I’m not holding my breath. There’s a difference between the Democrats and Republicans. The Republicans have always been a fractious, disunited party made up of identifiable factions with different agendas and that hasn’t changed. They’ve tended to succeed or fail based on the competency of the individual leader, as was the case with Reagan/Eisenhower, or benefited greatly from circumstance, as with Nixon and the Bushes. The Democrats have traditionally been more organized, more unified, and more apt to be controlled by powerful back room figures who set the agenda and then expect their public facing politicians to present a united outward front.

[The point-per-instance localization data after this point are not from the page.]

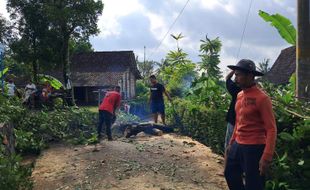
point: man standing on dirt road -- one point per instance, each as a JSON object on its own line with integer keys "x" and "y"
{"x": 233, "y": 89}
{"x": 157, "y": 99}
{"x": 252, "y": 145}
{"x": 107, "y": 110}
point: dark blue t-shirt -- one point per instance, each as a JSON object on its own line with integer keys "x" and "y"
{"x": 233, "y": 90}
{"x": 157, "y": 91}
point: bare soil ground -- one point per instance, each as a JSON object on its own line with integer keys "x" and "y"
{"x": 168, "y": 162}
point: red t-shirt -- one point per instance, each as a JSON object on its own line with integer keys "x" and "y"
{"x": 110, "y": 102}
{"x": 255, "y": 121}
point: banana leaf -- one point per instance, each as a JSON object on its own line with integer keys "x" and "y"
{"x": 284, "y": 26}
{"x": 55, "y": 83}
{"x": 5, "y": 70}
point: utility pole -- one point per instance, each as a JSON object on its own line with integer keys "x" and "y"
{"x": 2, "y": 66}
{"x": 303, "y": 50}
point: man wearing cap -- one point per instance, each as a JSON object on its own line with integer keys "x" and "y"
{"x": 253, "y": 141}
{"x": 157, "y": 99}
{"x": 107, "y": 110}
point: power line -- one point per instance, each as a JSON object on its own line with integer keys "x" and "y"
{"x": 244, "y": 27}
{"x": 175, "y": 20}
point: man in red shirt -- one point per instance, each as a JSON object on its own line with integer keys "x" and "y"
{"x": 107, "y": 108}
{"x": 253, "y": 141}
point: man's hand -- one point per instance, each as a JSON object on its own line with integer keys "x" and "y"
{"x": 226, "y": 154}
{"x": 263, "y": 166}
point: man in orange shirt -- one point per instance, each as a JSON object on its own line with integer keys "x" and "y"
{"x": 107, "y": 109}
{"x": 253, "y": 142}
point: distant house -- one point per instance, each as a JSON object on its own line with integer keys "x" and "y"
{"x": 97, "y": 71}
{"x": 283, "y": 68}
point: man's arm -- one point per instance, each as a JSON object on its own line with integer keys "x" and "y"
{"x": 117, "y": 104}
{"x": 168, "y": 95}
{"x": 229, "y": 75}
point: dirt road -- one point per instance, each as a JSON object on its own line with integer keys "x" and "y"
{"x": 165, "y": 162}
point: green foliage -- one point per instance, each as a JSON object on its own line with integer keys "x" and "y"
{"x": 291, "y": 166}
{"x": 210, "y": 57}
{"x": 177, "y": 72}
{"x": 3, "y": 72}
{"x": 13, "y": 175}
{"x": 202, "y": 112}
{"x": 284, "y": 26}
{"x": 263, "y": 66}
{"x": 55, "y": 83}
{"x": 203, "y": 123}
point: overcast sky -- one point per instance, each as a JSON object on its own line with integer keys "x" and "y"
{"x": 133, "y": 24}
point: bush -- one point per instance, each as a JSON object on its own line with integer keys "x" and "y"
{"x": 13, "y": 175}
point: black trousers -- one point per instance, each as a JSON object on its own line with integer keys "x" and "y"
{"x": 244, "y": 159}
{"x": 106, "y": 118}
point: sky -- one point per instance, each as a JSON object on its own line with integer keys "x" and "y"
{"x": 133, "y": 24}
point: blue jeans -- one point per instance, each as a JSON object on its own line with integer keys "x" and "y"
{"x": 106, "y": 118}
{"x": 244, "y": 159}
{"x": 229, "y": 132}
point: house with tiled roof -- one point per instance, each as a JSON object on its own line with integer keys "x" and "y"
{"x": 95, "y": 72}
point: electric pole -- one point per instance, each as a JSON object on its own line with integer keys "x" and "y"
{"x": 303, "y": 50}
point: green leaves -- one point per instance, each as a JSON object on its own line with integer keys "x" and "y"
{"x": 55, "y": 83}
{"x": 2, "y": 73}
{"x": 282, "y": 24}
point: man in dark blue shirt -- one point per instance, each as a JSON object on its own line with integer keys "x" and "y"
{"x": 157, "y": 99}
{"x": 233, "y": 90}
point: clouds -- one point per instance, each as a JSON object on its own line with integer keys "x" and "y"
{"x": 133, "y": 24}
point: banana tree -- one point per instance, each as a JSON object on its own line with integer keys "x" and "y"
{"x": 284, "y": 26}
{"x": 55, "y": 83}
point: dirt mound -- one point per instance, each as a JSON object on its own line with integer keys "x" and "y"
{"x": 144, "y": 162}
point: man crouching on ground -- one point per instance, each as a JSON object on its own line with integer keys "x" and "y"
{"x": 253, "y": 142}
{"x": 107, "y": 110}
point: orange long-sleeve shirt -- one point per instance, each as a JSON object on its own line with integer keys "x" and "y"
{"x": 255, "y": 122}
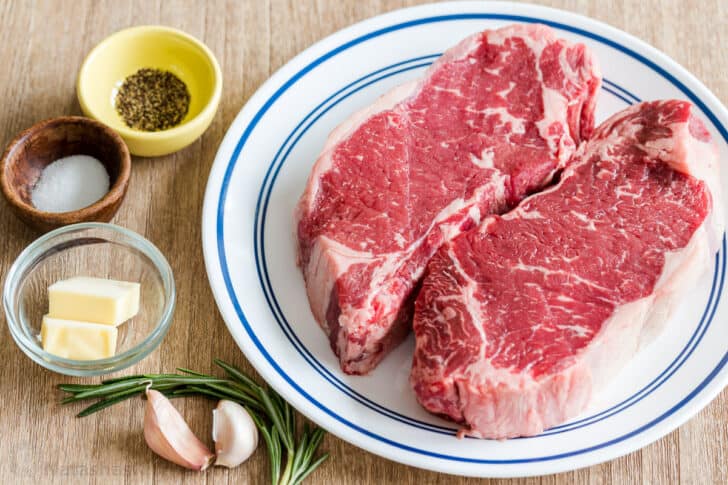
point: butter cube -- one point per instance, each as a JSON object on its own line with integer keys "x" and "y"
{"x": 78, "y": 340}
{"x": 95, "y": 300}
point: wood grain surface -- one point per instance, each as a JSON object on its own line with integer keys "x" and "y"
{"x": 42, "y": 45}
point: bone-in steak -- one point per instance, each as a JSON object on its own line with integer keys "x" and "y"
{"x": 490, "y": 122}
{"x": 520, "y": 320}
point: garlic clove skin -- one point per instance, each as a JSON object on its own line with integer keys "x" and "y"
{"x": 168, "y": 435}
{"x": 234, "y": 433}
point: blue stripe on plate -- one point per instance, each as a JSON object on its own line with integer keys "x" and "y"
{"x": 256, "y": 119}
{"x": 328, "y": 375}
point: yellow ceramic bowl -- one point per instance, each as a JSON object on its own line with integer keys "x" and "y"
{"x": 127, "y": 51}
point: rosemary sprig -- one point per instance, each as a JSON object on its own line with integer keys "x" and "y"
{"x": 274, "y": 417}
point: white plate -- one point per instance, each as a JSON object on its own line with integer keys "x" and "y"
{"x": 260, "y": 172}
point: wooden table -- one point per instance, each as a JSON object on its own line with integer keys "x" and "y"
{"x": 42, "y": 45}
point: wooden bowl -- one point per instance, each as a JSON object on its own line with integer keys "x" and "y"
{"x": 43, "y": 143}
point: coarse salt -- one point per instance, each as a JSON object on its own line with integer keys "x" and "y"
{"x": 70, "y": 183}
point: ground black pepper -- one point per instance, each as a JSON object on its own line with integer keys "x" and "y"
{"x": 152, "y": 100}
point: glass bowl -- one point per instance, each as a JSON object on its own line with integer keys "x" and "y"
{"x": 98, "y": 250}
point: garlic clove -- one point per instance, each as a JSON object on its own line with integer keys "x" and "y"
{"x": 168, "y": 435}
{"x": 234, "y": 433}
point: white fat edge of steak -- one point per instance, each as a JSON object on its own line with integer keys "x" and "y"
{"x": 630, "y": 326}
{"x": 554, "y": 105}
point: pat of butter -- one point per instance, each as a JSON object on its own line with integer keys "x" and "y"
{"x": 78, "y": 340}
{"x": 95, "y": 300}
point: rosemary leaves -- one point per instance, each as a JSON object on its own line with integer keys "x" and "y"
{"x": 152, "y": 100}
{"x": 273, "y": 416}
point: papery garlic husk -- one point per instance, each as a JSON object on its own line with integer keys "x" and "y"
{"x": 168, "y": 435}
{"x": 234, "y": 433}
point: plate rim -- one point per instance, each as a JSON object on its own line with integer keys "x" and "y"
{"x": 227, "y": 153}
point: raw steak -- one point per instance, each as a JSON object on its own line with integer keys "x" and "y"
{"x": 520, "y": 321}
{"x": 489, "y": 122}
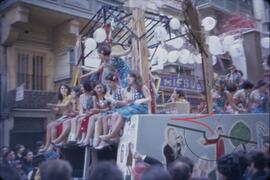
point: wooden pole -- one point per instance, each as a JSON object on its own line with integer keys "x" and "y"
{"x": 192, "y": 18}
{"x": 140, "y": 52}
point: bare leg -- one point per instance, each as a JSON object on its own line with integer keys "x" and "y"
{"x": 119, "y": 123}
{"x": 104, "y": 122}
{"x": 90, "y": 129}
{"x": 64, "y": 133}
{"x": 49, "y": 128}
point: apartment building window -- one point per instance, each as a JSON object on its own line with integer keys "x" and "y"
{"x": 30, "y": 70}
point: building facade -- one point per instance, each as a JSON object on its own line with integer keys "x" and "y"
{"x": 38, "y": 40}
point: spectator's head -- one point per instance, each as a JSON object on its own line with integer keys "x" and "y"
{"x": 4, "y": 149}
{"x": 247, "y": 85}
{"x": 181, "y": 94}
{"x": 55, "y": 170}
{"x": 231, "y": 87}
{"x": 257, "y": 161}
{"x": 106, "y": 171}
{"x": 27, "y": 155}
{"x": 188, "y": 161}
{"x": 156, "y": 172}
{"x": 86, "y": 86}
{"x": 228, "y": 167}
{"x": 104, "y": 53}
{"x": 19, "y": 148}
{"x": 76, "y": 92}
{"x": 232, "y": 68}
{"x": 139, "y": 169}
{"x": 100, "y": 89}
{"x": 180, "y": 170}
{"x": 135, "y": 79}
{"x": 9, "y": 155}
{"x": 266, "y": 148}
{"x": 64, "y": 90}
{"x": 261, "y": 85}
{"x": 7, "y": 172}
{"x": 111, "y": 80}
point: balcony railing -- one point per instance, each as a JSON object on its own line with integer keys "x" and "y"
{"x": 33, "y": 82}
{"x": 33, "y": 99}
{"x": 227, "y": 5}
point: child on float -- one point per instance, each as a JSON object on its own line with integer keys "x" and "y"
{"x": 100, "y": 107}
{"x": 137, "y": 97}
{"x": 66, "y": 125}
{"x": 79, "y": 123}
{"x": 62, "y": 107}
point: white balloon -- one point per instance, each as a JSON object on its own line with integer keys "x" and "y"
{"x": 177, "y": 42}
{"x": 160, "y": 33}
{"x": 173, "y": 56}
{"x": 198, "y": 59}
{"x": 265, "y": 42}
{"x": 191, "y": 59}
{"x": 174, "y": 24}
{"x": 228, "y": 40}
{"x": 161, "y": 55}
{"x": 184, "y": 55}
{"x": 215, "y": 46}
{"x": 90, "y": 45}
{"x": 236, "y": 50}
{"x": 209, "y": 23}
{"x": 214, "y": 60}
{"x": 100, "y": 35}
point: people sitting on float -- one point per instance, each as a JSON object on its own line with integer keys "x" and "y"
{"x": 137, "y": 98}
{"x": 259, "y": 98}
{"x": 241, "y": 97}
{"x": 79, "y": 123}
{"x": 116, "y": 98}
{"x": 62, "y": 108}
{"x": 75, "y": 94}
{"x": 222, "y": 97}
{"x": 100, "y": 107}
{"x": 110, "y": 63}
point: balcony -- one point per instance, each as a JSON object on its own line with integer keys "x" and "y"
{"x": 227, "y": 6}
{"x": 33, "y": 99}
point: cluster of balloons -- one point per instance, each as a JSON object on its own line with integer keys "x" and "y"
{"x": 91, "y": 43}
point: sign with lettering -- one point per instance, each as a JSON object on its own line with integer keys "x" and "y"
{"x": 182, "y": 82}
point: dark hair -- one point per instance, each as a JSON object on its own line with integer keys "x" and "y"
{"x": 179, "y": 170}
{"x": 232, "y": 87}
{"x": 228, "y": 165}
{"x": 18, "y": 147}
{"x": 77, "y": 90}
{"x": 55, "y": 170}
{"x": 156, "y": 172}
{"x": 104, "y": 88}
{"x": 87, "y": 85}
{"x": 106, "y": 171}
{"x": 247, "y": 85}
{"x": 137, "y": 80}
{"x": 188, "y": 161}
{"x": 260, "y": 84}
{"x": 111, "y": 77}
{"x": 258, "y": 158}
{"x": 105, "y": 50}
{"x": 60, "y": 96}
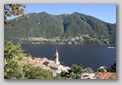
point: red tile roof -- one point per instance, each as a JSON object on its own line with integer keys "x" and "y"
{"x": 106, "y": 75}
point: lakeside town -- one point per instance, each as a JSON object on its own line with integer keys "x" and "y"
{"x": 77, "y": 40}
{"x": 56, "y": 68}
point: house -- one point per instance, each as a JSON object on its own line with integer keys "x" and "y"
{"x": 107, "y": 75}
{"x": 89, "y": 76}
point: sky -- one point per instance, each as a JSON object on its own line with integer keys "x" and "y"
{"x": 104, "y": 12}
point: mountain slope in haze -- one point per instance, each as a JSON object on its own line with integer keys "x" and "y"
{"x": 68, "y": 25}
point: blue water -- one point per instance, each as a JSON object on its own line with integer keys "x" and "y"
{"x": 88, "y": 56}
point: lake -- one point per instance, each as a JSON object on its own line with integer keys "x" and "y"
{"x": 88, "y": 56}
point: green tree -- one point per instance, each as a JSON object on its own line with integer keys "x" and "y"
{"x": 13, "y": 62}
{"x": 32, "y": 72}
{"x": 13, "y": 10}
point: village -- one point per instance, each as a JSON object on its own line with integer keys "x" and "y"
{"x": 55, "y": 67}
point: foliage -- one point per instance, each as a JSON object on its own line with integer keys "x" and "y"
{"x": 13, "y": 10}
{"x": 32, "y": 72}
{"x": 13, "y": 63}
{"x": 16, "y": 68}
{"x": 112, "y": 68}
{"x": 88, "y": 70}
{"x": 50, "y": 26}
{"x": 74, "y": 73}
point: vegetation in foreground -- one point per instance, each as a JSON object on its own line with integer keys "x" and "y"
{"x": 16, "y": 68}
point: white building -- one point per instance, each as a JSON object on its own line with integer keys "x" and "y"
{"x": 56, "y": 57}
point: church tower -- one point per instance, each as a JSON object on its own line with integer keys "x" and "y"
{"x": 56, "y": 57}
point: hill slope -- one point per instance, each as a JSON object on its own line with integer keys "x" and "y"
{"x": 65, "y": 25}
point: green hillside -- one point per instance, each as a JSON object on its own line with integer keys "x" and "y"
{"x": 66, "y": 25}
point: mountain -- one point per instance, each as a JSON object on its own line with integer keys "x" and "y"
{"x": 65, "y": 25}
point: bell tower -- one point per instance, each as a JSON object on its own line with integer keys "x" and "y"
{"x": 56, "y": 57}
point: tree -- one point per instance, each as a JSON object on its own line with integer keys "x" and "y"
{"x": 74, "y": 73}
{"x": 13, "y": 62}
{"x": 13, "y": 10}
{"x": 32, "y": 72}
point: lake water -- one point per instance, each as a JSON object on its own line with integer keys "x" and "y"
{"x": 88, "y": 56}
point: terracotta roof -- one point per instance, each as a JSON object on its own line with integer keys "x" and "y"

In the age of smart phones, this has come back to haunt them. No doubt Hillary’s deplorables comment and the Democratic sabotage of Sanders’ candidacy would likely have never been revealed in earlier eras. It’s not that a reformer/change candidate can’t get elected as a Democrat. Let’s not forget that Obama’s successful campaign was based on hope and change. Let’s also not forget that he was initially not supposed to run against the elite favored Hillary Clinton and opposed by the party leaders. He promised hope and change. He campaigned on ending the forever wars. He won easily. He then failed to deliver on his promises. Either his campaign message was so much fluff and lies or he was undermined by powerful donors and elites who set the agenda and lacked the courage and/or will to defy them and go directly to the people. I prefer to believe the latter but the record is what it is. The reasons are academic. What we need is a Democrat like Trump who will just ignore the elites and donor class. We need a candidate who talks like Obama but can actually deliver the goods. We actually got that in Bernie Sanders, but the Democrat elite and donor class were successful where the Republicans weren’t, owing largely to the nature of the two parties. The Democratic party is a well oiled machine. The Republican party is a composite beast of spare parts cobbled together for the sake of expedience. Their discontent and internal conflict started the day after Lincoln was shot and has continued mostly unabated ever since. They only succeed when the people like the driver, or they don’t like the alternative even more.

The really interesting thing is that this might be changing. Trump has created a unified movement that will be hard to dislodge. If he wins in November, it will cement his control of the party and the direction the party is going in a probably permanent way, leading to a more cohesive party where there is a clearer unified agenda. It just won’t be one globalists, Democrats, or the urban enclaves they inhabit will like very much. On the other hand, the Democrats are showing their division. The woke cultural progressives are asserting their own defiance in the Israel/Gaza conflict. The climate change doomers believe that the coming apocalypse eclipses all other issues. The California technocrats have basically created their own one party state which is increasingly disconnected from the rest of the US. There are still socialist types like Sanders. There are still rural moderates like Beshear and Manchin. The globalist elite who control the party are themselves a faction with their own agenda and they are trying to appease all these constituencies while maintaining the Democratic party’s traditional unity. The balancing act is getting awfully tough. There’s a decent chance a serious defeat, perhaps this year or sometime in the next decade, sees all the plates crashing to the floor.